Register of overseas entities: "removal" doesn't mean removal
19 January 2023The 31 January 2023 deadline for registering on the Register of Overseas Entities (the ROE) is fast approaching. By that date, overseas entities holding qualifying UK real estate must have provided information on their beneficial ownership to Companies House, which will then make much of that information publicly available.
In the rush to register by the deadline (and to avoid criminal sanctions for non-compliance), an overseas entity might not have given much thought to what might happen if, in the future, the entity ceases to hold any qualifying real estate.
In this case, the entity can apply under s. 9 of the Economic Crime (Transparency and Enforcement) Act 2022 (ECTEA, the legislation that governs the ROE) for “removal from the list of registered overseas entities”. The entity might therefore conclude that information about its beneficial owner(s) would no longer be publicly available once it has been removed from the register.
However, the explanatory note to ECTEA suggests that a successful application for removal doesn’t actually lead to the removal of any information:
“The effect of being removed from the list of registered overseas entities is that an overseas entity will no longer be required to comply with the updating duty [i.e. the duty of all registered overseas entities to update their beneficial ownership information every 12 months] and the entry on the register relating to that entity will be comprised of historic information previously provided, until such time as those records are transferred to the Public Record Office.”
On the contrary, this explanatory note says that all that is “removed” is the ongoing duty to update information.

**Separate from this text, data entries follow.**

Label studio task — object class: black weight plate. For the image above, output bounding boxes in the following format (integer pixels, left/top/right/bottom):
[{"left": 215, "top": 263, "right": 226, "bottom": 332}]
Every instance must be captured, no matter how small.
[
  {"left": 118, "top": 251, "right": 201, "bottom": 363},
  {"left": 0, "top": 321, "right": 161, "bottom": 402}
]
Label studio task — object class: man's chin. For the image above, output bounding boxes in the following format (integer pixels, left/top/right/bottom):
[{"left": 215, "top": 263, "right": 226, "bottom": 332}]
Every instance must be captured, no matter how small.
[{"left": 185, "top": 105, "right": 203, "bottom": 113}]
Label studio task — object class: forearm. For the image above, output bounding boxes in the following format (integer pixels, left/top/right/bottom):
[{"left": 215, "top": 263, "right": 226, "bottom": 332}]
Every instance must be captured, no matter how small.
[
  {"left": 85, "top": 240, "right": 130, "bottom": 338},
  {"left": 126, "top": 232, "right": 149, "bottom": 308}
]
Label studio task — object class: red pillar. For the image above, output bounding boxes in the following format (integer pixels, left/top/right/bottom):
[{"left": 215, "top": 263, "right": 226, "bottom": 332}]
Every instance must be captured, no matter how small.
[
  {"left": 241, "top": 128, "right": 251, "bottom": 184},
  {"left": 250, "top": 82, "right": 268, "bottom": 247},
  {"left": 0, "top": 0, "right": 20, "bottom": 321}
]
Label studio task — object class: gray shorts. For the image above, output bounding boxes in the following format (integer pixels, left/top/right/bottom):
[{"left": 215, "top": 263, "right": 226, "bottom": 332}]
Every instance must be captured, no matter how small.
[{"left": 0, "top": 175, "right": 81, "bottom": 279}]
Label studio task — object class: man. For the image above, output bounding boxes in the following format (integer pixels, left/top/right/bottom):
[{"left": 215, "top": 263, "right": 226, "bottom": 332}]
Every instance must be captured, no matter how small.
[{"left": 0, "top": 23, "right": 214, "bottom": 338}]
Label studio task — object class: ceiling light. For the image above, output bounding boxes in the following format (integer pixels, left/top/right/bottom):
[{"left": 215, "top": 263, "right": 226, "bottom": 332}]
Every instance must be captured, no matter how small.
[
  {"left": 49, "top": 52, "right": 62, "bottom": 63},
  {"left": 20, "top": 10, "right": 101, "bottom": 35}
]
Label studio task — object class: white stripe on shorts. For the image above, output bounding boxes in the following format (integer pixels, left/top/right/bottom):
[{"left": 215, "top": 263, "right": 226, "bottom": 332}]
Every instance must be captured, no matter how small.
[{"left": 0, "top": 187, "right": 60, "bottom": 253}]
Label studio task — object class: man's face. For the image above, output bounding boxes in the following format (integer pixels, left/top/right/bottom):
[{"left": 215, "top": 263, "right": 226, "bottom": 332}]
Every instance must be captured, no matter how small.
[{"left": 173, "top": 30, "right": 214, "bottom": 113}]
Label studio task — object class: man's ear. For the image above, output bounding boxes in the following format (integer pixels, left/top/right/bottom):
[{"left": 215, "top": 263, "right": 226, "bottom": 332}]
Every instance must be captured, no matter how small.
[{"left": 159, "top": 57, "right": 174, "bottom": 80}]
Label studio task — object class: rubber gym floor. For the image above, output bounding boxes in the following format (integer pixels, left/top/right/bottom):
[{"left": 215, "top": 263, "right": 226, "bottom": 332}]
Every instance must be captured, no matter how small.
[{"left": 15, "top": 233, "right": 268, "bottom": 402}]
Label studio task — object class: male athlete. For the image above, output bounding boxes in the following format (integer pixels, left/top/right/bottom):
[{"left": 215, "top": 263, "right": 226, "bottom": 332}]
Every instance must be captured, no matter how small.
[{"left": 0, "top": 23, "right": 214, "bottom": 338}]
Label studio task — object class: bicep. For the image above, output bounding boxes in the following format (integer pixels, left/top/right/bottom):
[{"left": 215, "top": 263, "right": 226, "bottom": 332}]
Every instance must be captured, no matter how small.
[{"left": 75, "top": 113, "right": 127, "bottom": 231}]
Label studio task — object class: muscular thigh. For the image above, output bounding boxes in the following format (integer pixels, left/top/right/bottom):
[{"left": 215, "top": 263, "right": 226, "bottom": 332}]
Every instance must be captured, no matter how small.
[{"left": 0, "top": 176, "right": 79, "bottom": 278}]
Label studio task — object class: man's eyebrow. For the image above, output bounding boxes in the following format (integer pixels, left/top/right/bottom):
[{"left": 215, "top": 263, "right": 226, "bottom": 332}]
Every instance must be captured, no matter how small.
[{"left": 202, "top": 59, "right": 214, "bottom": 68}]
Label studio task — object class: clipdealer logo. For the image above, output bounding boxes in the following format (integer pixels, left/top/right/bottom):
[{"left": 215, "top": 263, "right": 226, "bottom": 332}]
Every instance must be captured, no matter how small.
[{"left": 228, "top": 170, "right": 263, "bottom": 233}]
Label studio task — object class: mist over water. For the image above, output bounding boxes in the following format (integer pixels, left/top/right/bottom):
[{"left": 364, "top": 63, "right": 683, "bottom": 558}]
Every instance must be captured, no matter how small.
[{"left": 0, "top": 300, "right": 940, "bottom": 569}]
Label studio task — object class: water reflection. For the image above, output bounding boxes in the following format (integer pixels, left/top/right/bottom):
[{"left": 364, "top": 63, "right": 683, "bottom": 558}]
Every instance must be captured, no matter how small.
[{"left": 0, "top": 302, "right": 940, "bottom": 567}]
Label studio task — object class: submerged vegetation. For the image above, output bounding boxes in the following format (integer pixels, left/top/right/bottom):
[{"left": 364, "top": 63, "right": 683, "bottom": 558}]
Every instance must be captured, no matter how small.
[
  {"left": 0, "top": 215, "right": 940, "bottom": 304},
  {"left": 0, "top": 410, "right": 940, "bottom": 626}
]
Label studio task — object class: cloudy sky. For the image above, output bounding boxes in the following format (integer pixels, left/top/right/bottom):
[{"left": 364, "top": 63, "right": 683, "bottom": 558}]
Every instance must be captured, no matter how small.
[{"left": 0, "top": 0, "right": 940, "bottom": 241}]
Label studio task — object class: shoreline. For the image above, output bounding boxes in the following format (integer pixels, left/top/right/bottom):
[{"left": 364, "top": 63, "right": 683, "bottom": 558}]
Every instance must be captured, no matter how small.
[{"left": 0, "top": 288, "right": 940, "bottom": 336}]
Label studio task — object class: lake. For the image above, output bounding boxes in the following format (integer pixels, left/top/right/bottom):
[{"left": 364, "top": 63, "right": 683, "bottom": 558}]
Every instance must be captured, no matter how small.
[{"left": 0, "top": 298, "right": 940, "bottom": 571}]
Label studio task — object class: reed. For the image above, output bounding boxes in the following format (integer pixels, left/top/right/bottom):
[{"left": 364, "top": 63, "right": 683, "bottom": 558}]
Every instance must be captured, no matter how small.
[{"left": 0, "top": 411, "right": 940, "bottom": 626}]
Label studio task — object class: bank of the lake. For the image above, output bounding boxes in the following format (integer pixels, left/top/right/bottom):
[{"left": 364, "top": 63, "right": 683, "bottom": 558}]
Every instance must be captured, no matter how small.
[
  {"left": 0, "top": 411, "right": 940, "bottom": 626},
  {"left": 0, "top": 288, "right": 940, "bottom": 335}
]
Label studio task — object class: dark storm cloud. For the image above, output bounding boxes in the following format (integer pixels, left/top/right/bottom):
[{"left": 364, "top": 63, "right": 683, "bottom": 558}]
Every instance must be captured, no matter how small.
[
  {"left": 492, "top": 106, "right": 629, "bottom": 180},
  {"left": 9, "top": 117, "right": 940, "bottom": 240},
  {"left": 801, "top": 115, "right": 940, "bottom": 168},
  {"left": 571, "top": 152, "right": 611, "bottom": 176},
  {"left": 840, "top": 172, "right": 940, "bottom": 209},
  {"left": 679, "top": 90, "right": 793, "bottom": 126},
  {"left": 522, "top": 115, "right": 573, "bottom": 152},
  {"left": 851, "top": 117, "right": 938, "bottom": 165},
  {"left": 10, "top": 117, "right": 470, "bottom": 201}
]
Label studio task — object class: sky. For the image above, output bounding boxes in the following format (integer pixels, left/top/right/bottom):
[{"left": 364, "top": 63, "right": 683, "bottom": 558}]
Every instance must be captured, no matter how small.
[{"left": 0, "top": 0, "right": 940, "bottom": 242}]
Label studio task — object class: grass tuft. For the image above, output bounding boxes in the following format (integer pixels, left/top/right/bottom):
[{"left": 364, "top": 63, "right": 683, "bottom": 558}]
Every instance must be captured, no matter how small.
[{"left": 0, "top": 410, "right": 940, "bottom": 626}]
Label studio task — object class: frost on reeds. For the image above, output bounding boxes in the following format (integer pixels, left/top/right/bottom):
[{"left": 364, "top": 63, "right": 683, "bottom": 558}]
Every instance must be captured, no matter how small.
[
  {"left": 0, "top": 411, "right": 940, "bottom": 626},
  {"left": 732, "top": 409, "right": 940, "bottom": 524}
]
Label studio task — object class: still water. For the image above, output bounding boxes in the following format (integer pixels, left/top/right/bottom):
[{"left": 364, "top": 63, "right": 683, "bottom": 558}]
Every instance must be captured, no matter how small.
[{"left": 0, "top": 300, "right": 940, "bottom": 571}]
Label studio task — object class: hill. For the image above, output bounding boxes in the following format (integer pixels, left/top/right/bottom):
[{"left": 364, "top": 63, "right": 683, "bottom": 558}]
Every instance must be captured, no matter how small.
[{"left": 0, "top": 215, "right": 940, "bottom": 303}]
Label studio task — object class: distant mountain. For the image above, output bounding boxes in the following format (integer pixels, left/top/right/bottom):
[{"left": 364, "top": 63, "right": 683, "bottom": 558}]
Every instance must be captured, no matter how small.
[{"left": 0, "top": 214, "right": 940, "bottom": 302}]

Any beneficial ownership information the entity has previously provided to Companies House will remain publicly available on the ROE until it is eventually transferred to the Public Record Office (where it will also remain available for public inspection). This is similar to the operation of other corporate registers in the UK; for example, records relating to dissolved UK companies are eventually transferred to the Public Record Office, after being “removed” from Companies House records.
This is not immediately obvious from the wording in the legislation – nowhere in ECTEA is there any qualification or proviso on the word “removal”, so it would be natural to assume that what is meant is total removal of all records from the ROE.
However, we would expect that at least until any further clarification is published, Companies House will follow the approach set out in the explanatory note, on the basis that this is consistent with the intention of Parliament. (A House of Commons briefing paper, published when ECTEA was making its way through Parliament, comes to the same conclusion.)
A nuanced reading of the legislation might also lend support for this conclusion. In particular, a distinction could be drawn between the reference in s. 9 ECTEA to an entity’s “removal from the list of registered overseas entities” and removing “material […] from the register” (which the registrar can do under s. 28 ECTEA in respect of information which is, amongst other things, deemed “unnecessary”, and which the court can order under s. 30 ECTEA in relation to inaccurate information).
That said, the provisions of ECTEA relating to applications for removal only came into force in October 2022, and new Department for Business, Energy and Industrial Strategy guidance published on 12 January 2023 does not flesh these provisions out. It may be that the Government and Companies House themselves are still figuring out the practical effects of the provisions, which would be unsurprising given that ECTEA was fast-tracked through Parliament following the invasion of Ukraine. Watch this space for further developments.